Past Treasure of the Month – March 2010
The Rosenberg Library Museum featured a Novelette Triplex Camera from E. & H. T. Anthony Company as the March Treasure of the Month. Novelette cameras, manufactured from 1886 until 1894, were the first cameras to include the Prosch triplex shutter and assisted in the advancement of photography in the field. These cameras, along with their cases, sold for $40 each in 1890 and were deemed the most portable cameras on the market. If they were still sold on the shelves today, the cameras would cost nearly $1,000.00 each. This month’s featured artifact was donated by Mr. Floyd J. Kavanaugh in 1936.
Until the 1880s, most cameras were designed for studio use and were mounted on stationary carts and stands. Their design was large, bulky, and awkward. The innovative design of the Anthony Novelette Camera in 1886 allowed the entire frame and bellows to revolve, making the transition from portrait images to landscape view immensely more convenient. The camera’s compact build led to artistic advancements in field and studio photography as well as the budding art of the action shot.
The Novelette camera was the first camera to include the triplex shutter, the flagship of the Prosch Manufacturing Company. This shutter consisted of three slides with uninterrupted pass-by movement that decreased vibration in the camera and allowed for better regularity of film slide exposure time. The shutter also included an extra spring made of heavy gauge wire on the outside of the shutter. When prompted, this massive spring had enough power to trip the shutter lens as fast as 1/300 of a second.

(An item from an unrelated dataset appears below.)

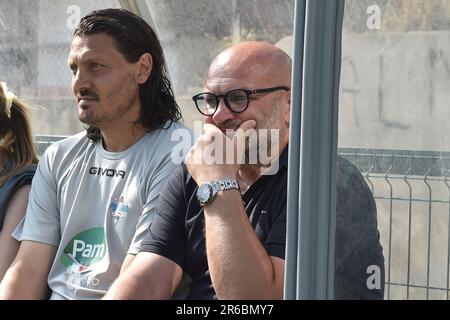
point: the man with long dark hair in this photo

Simply, the triplex shutter allowed photographers to capture action shots outside of the studio and led to developments in documentary and field photography research.
The 1886 Novelette camera on display is made of mahogany with brass trimmings. Known to camera enthusiasts as one of the more unique Anthony designs, the Novelette has a stereoscopic round wooden face and was sold as a stereoscopic camera. Known for its lightweight but sturdy build, the Novelette camera was the preferred camera for action sequences. Relatively rare today, the Novelette brought photography out of the studios and into the field.
In the nineteenth century, E. & H. T. Anthony Company of New York was the largest distributor, supplier, and manufacturer of photographic supplies in the United States. Edward Anthony began his business in 1842 as a daguerreotype gallery known as Anthony and Co. (Daguerreotype photography, similar to tintype photography, was one of the first photographic processes invented in the 1830s by Louis Daguerre.) The business was a booming enterprise. With the addition of his brother in 1852, the company changed its name to E. & H. T. Anthony Company. They specialized in custom camera designs as well as stereoscopic view cards, detective cameras, and gallery furniture. In 1902, the company merged with the Scovill Manufacturing Company, its long time competitor in photography innovation and supply distribution, and became the Anthony and Scovill Company.